On Mar 10, 2009, at 9:13 PM, Jeff Squyres (jsquyres) wrote:
> Doh -- I'm seeing intermittent sm btl failures on Cisco 1.3.1 MTT. :-
> ( I can't reproduce them manually, but they seem to only happen in a
> very small fraction of overall MTT runs. I'm seeing at least 3
> classes of errors:
>
> 1. btl_sm_add_procs.c:529 which is this:
>
> if(mca_btl_sm_component.fifo[j][my_smp_rank].head_lock !=
> NULL) {
>
> j = 3, my_smp_rank = 1. mca_btl_sm_component.fifo[j][my_smp_rank]

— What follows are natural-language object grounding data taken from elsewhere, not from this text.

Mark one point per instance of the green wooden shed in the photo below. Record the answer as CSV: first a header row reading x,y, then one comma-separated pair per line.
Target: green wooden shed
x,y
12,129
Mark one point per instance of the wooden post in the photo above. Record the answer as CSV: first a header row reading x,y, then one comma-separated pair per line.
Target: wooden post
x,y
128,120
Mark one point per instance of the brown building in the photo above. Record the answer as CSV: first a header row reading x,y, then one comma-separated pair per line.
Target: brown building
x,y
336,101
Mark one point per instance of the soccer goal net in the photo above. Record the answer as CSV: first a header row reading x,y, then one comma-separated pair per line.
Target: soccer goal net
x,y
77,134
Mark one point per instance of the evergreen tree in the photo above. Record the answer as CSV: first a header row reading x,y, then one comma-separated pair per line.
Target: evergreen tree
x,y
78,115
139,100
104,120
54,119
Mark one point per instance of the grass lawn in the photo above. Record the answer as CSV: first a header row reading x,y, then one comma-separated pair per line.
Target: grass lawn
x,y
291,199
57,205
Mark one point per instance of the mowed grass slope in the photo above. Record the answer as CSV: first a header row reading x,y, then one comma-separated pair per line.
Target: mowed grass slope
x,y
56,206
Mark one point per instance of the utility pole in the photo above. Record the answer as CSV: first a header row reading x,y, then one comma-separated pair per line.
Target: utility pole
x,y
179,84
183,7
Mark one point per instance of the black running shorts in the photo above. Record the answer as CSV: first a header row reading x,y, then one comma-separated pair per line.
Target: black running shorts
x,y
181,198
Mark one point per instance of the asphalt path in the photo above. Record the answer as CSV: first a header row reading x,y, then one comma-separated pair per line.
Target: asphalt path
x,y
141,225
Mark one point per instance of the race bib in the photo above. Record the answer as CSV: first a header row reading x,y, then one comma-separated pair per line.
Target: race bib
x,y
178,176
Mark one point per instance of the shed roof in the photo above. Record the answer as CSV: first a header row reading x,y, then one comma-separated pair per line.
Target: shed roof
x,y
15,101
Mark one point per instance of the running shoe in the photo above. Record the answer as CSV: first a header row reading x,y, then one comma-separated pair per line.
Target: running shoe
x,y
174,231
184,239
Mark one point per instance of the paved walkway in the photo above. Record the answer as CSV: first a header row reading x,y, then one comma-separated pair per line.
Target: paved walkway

> appears to have a valid value in it (i.e., .fifo[3][0] = x, .fifo[3]
> [1] = x+offset, .fifo[3][2] = x+2*offset, .fifo[3][3] = x+3*offset.
> But gdb says:
>
> (gdb) print mca_btl_sm_component.fifo[j][my_smp_rank]
> Cannot access memory at address 0x2a96b73050
>
Bah -- this is a red herring; this memory is in the shared memory
segment, and that memory is not saved in the corefile. So of course
gdb can't access it (I just did a short controlled test and proved
this to myself).
But I don't understand why I would have a bunch of tests that all segv
at btl_sm_add_procs.c:529. :-(
--
Jeff Squyres
Cisco Systems
|